The Campaign mounted several attempts to get them landmarked, but each was thwarted by the evident political power of one of the owners, a host and donor to political and non-profit fundraisers. In the meantime, the houses suffered from uninformed "improvements," including, at the Davidson, hammering textured asphalt shingles through the original slate roof, and discoloring Wright's iconic white stucco walls, first with a "Harvest Gold" color last seen on 1970's refrigerators and now with a gray-brown tone popular at strip malls and investment properties. The Campaign has noted before that these erosions of character are particularly felt due to the northern orientation of both houses, which requires architectural detailing to overcome shadowing and silhouetting effects against a brighter sky.

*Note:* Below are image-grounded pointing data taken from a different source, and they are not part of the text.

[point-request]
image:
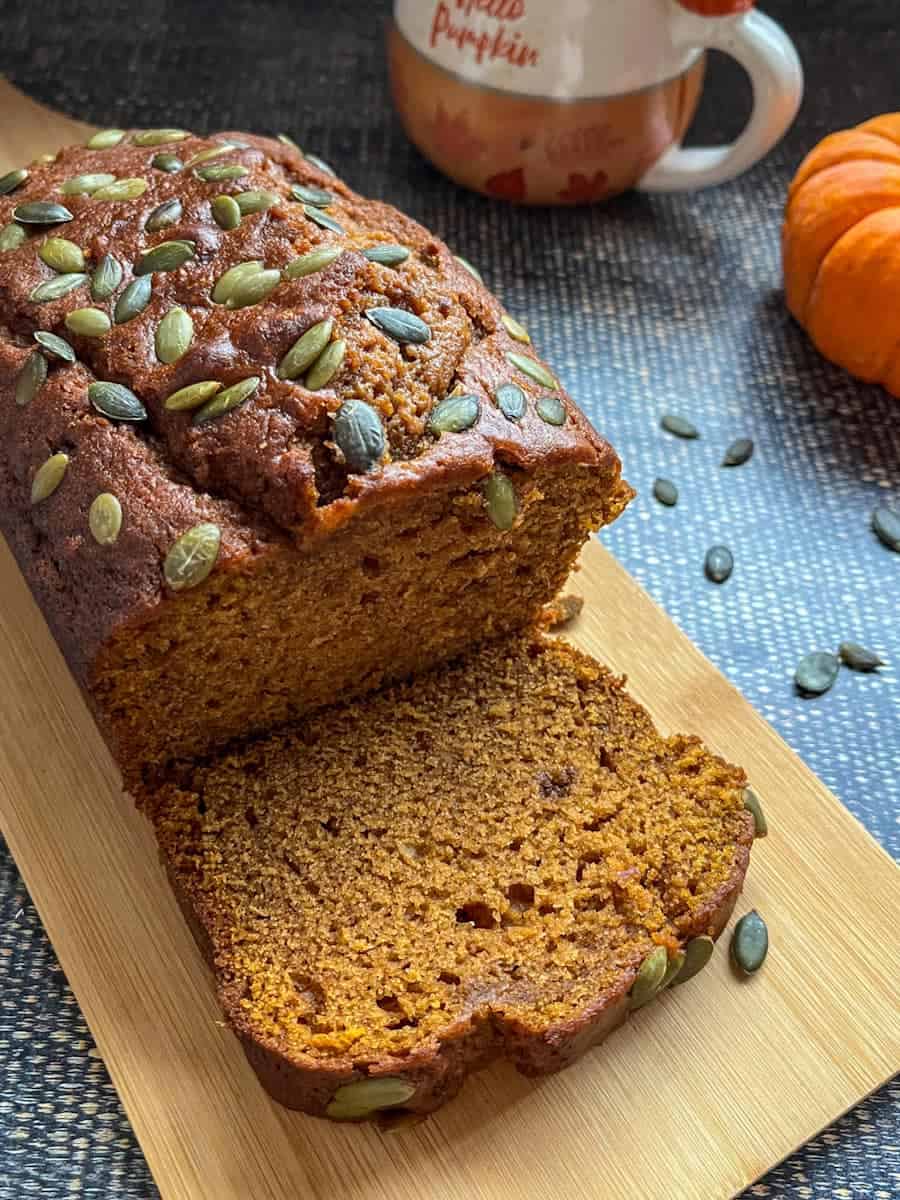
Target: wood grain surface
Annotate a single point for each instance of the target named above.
(695, 1098)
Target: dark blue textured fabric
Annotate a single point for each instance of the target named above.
(645, 306)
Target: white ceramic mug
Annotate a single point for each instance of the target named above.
(571, 101)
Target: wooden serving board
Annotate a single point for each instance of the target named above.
(696, 1097)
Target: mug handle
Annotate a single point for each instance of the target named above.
(769, 58)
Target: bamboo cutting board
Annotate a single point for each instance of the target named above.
(694, 1099)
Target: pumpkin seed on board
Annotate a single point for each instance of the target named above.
(133, 300)
(192, 557)
(58, 287)
(105, 519)
(174, 335)
(857, 658)
(403, 327)
(106, 279)
(738, 453)
(227, 400)
(679, 425)
(511, 401)
(327, 366)
(88, 322)
(501, 501)
(115, 401)
(48, 477)
(454, 414)
(63, 256)
(886, 525)
(31, 378)
(55, 346)
(533, 369)
(719, 564)
(749, 943)
(359, 435)
(816, 672)
(665, 492)
(41, 213)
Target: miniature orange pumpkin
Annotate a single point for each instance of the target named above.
(840, 247)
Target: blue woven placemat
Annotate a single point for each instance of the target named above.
(648, 305)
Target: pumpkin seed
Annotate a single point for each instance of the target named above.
(649, 978)
(551, 409)
(121, 190)
(750, 942)
(322, 219)
(857, 658)
(31, 378)
(387, 255)
(159, 137)
(359, 436)
(105, 139)
(738, 453)
(11, 237)
(306, 349)
(514, 329)
(501, 501)
(316, 196)
(226, 213)
(232, 277)
(816, 672)
(41, 213)
(719, 564)
(55, 346)
(61, 255)
(163, 215)
(227, 400)
(167, 162)
(473, 270)
(454, 414)
(133, 300)
(403, 327)
(511, 401)
(192, 396)
(105, 519)
(533, 369)
(886, 525)
(220, 172)
(255, 202)
(85, 185)
(11, 180)
(753, 804)
(167, 256)
(327, 366)
(88, 322)
(174, 335)
(366, 1096)
(48, 477)
(316, 261)
(192, 556)
(58, 287)
(696, 954)
(679, 425)
(106, 279)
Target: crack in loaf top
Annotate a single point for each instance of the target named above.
(349, 357)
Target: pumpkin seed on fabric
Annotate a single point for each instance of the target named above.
(816, 673)
(359, 435)
(192, 557)
(749, 943)
(105, 519)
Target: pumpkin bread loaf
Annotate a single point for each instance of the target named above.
(498, 858)
(264, 443)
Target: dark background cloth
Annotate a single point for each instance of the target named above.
(645, 305)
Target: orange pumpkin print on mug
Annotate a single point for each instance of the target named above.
(540, 102)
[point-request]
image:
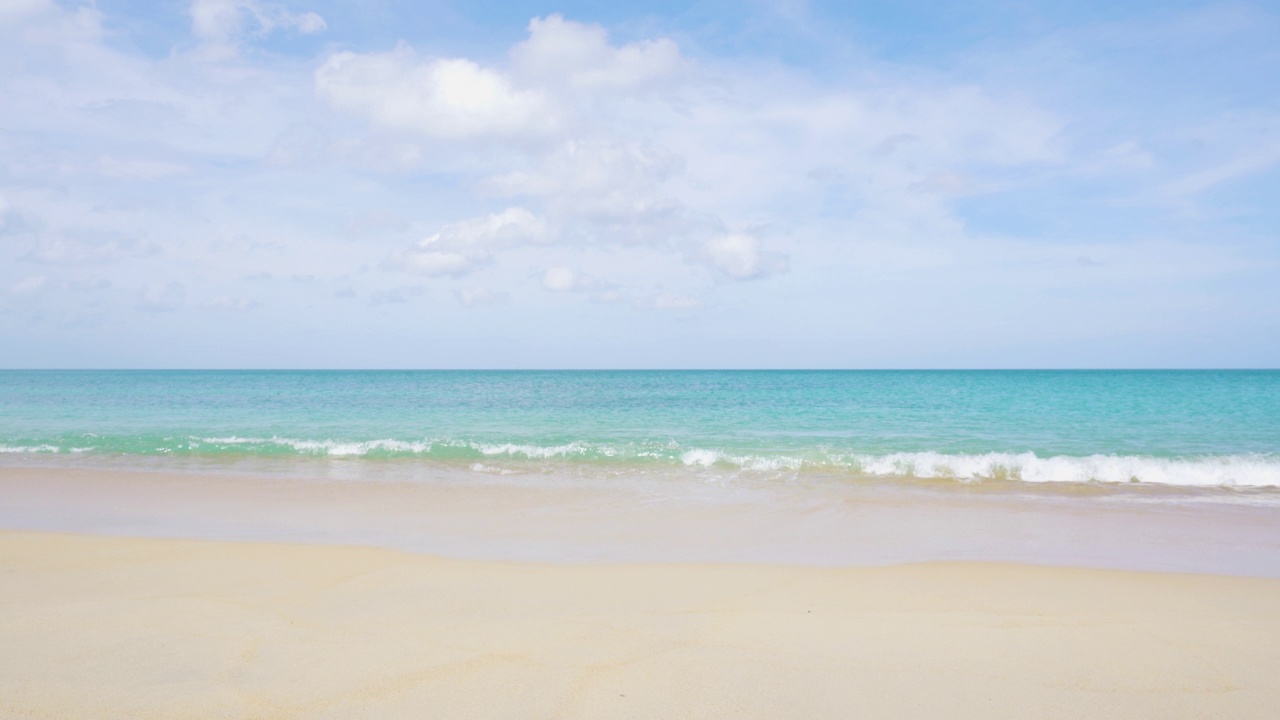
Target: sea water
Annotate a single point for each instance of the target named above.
(1203, 428)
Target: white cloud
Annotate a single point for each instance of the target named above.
(472, 296)
(566, 279)
(219, 21)
(460, 247)
(85, 247)
(672, 301)
(577, 55)
(446, 98)
(161, 297)
(238, 304)
(740, 258)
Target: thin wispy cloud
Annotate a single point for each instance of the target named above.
(580, 172)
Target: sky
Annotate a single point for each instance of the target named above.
(789, 183)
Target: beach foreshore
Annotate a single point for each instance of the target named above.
(109, 627)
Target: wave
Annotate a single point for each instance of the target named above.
(1255, 470)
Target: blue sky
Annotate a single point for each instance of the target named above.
(631, 185)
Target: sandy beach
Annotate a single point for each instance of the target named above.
(96, 627)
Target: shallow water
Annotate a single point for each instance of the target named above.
(1202, 428)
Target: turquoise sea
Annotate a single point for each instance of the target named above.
(1180, 428)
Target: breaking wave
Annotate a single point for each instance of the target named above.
(1256, 470)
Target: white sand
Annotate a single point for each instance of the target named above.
(103, 628)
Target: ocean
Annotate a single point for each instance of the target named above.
(1201, 428)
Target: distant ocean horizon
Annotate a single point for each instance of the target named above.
(1194, 428)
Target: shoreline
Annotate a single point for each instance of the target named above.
(154, 628)
(553, 518)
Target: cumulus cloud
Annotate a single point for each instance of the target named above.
(449, 98)
(460, 247)
(577, 55)
(740, 258)
(161, 297)
(563, 279)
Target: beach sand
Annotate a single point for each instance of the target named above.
(110, 627)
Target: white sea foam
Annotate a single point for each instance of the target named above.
(1223, 470)
(1244, 470)
(19, 449)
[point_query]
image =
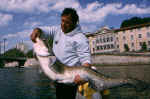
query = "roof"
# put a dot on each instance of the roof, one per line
(132, 27)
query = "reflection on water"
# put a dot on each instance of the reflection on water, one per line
(28, 83)
(24, 83)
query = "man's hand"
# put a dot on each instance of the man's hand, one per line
(35, 33)
(78, 79)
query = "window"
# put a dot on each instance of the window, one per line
(141, 43)
(104, 40)
(148, 34)
(117, 39)
(132, 44)
(107, 39)
(111, 39)
(112, 46)
(108, 46)
(132, 37)
(139, 29)
(148, 42)
(97, 47)
(100, 40)
(117, 46)
(131, 30)
(140, 35)
(124, 38)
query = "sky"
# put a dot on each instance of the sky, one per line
(19, 17)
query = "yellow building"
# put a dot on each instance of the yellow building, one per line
(133, 37)
(102, 41)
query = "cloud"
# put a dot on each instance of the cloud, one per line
(5, 19)
(26, 5)
(97, 12)
(32, 24)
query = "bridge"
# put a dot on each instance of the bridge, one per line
(5, 59)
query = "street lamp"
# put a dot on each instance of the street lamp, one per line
(0, 46)
(4, 44)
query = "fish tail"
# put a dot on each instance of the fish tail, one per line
(139, 85)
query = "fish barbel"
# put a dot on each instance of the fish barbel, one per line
(61, 73)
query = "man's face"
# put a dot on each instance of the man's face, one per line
(66, 23)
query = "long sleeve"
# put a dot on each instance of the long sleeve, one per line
(83, 50)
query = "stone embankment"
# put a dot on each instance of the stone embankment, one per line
(31, 62)
(118, 59)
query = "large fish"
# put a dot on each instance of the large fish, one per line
(59, 72)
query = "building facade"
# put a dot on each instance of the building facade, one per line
(102, 41)
(133, 37)
(120, 40)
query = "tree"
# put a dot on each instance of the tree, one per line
(30, 54)
(14, 53)
(144, 46)
(134, 21)
(126, 47)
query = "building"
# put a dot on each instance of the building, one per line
(22, 47)
(133, 37)
(102, 41)
(120, 40)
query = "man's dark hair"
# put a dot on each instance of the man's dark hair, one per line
(72, 12)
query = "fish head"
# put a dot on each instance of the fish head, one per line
(40, 48)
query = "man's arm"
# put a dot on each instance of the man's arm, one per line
(35, 33)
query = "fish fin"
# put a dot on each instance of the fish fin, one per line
(139, 85)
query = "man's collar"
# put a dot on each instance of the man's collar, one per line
(75, 31)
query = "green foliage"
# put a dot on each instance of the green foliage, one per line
(144, 46)
(14, 53)
(30, 54)
(135, 21)
(126, 47)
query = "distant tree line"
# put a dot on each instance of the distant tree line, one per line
(134, 21)
(14, 52)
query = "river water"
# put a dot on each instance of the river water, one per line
(28, 83)
(24, 83)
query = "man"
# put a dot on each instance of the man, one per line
(70, 46)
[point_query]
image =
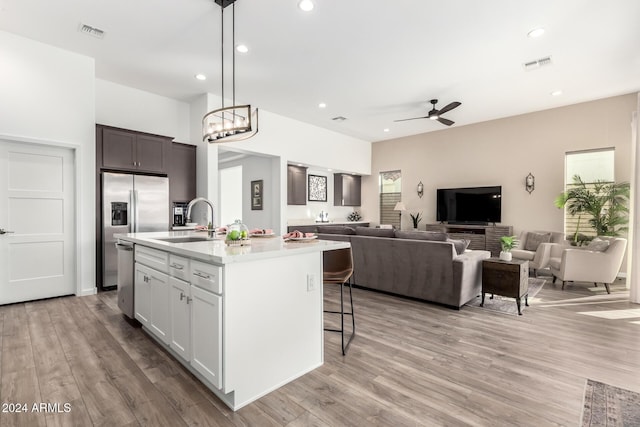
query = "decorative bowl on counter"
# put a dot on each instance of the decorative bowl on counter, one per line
(237, 234)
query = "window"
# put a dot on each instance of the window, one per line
(591, 166)
(390, 194)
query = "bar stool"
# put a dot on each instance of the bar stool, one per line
(337, 270)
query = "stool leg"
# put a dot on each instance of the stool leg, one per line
(342, 316)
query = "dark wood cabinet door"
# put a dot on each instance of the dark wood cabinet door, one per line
(118, 149)
(296, 185)
(150, 153)
(182, 173)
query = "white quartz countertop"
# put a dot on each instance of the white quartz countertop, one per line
(293, 223)
(218, 252)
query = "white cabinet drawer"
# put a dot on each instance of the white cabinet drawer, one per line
(179, 267)
(206, 276)
(152, 258)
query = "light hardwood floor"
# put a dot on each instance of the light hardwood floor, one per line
(411, 364)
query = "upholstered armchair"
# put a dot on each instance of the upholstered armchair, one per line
(599, 262)
(535, 247)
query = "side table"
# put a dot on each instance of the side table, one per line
(506, 278)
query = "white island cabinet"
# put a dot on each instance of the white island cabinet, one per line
(244, 320)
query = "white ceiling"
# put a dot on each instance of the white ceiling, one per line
(371, 61)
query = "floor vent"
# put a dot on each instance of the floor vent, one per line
(531, 65)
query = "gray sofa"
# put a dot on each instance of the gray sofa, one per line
(423, 265)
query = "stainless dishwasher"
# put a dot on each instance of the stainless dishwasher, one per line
(125, 277)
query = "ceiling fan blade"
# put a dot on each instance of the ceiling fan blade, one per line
(415, 118)
(445, 121)
(449, 107)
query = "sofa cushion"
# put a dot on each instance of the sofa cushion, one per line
(461, 245)
(522, 254)
(421, 235)
(336, 229)
(375, 232)
(534, 240)
(597, 245)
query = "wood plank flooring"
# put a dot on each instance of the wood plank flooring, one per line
(411, 364)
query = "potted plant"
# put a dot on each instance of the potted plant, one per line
(416, 218)
(507, 243)
(605, 203)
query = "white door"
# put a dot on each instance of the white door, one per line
(180, 299)
(37, 197)
(206, 335)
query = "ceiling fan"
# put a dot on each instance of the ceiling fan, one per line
(437, 114)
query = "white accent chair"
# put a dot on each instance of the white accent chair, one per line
(585, 265)
(538, 254)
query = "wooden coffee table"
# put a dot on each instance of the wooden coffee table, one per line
(506, 278)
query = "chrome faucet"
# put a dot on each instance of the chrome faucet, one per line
(212, 230)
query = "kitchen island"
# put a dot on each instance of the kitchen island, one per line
(245, 320)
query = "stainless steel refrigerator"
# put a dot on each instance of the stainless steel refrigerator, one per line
(130, 204)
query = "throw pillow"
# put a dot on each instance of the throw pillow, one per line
(597, 245)
(336, 229)
(375, 232)
(422, 235)
(461, 245)
(534, 240)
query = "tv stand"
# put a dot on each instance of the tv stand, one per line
(482, 237)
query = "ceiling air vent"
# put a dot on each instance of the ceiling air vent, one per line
(92, 31)
(531, 65)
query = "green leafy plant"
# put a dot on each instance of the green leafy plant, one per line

The Campaign's latest effort began early in 2019, when it took action against the Council for yet again attempting to kill the landmark nominations by receiving and filing them. State Supreme Court Judge Paul Wojtaszek found for The Campaign in July, and handed down the decision and order voiding the Council's action to receive and file the applications on October 11. The Buffalo Corporation Council simply sat on the information and did not forward it to the Council. Finally, on March 3, 2020, Campaign Vice President Dan Sack formally requested that the City Clerk place the matter on the next Council meeting agenda, which was on March 17.
The Council approved both nominations at its March 17th meeting. A brass band was not hired to spread the news. Sack found out about it, amidst the tsunami of Coronavirus news and the discontinuation of City Hall public meetings, through a follow-up email request.
"I am glad the anti-social distancing from landmark designation on these spectacular Buffalo cultural inheritances is over," said Campaign Executive Director Tim Tielman. "Now we have to get the Brown Administration to see the light: Remember the Franks House!," referencing the Administration's end-run around the Preservation Board and Common Council to demolish a rare Flemish Revival house on West Utica Street in February.
Richard Lippes, a Campaign board member, filed the lawsuit on behalf of The Campaign in January. "It is good to see our lawsuit come to fruition," said Lippes. "It removes a significant impediment to preserving deserving buildings and giving citizens the protections they thought they had all along."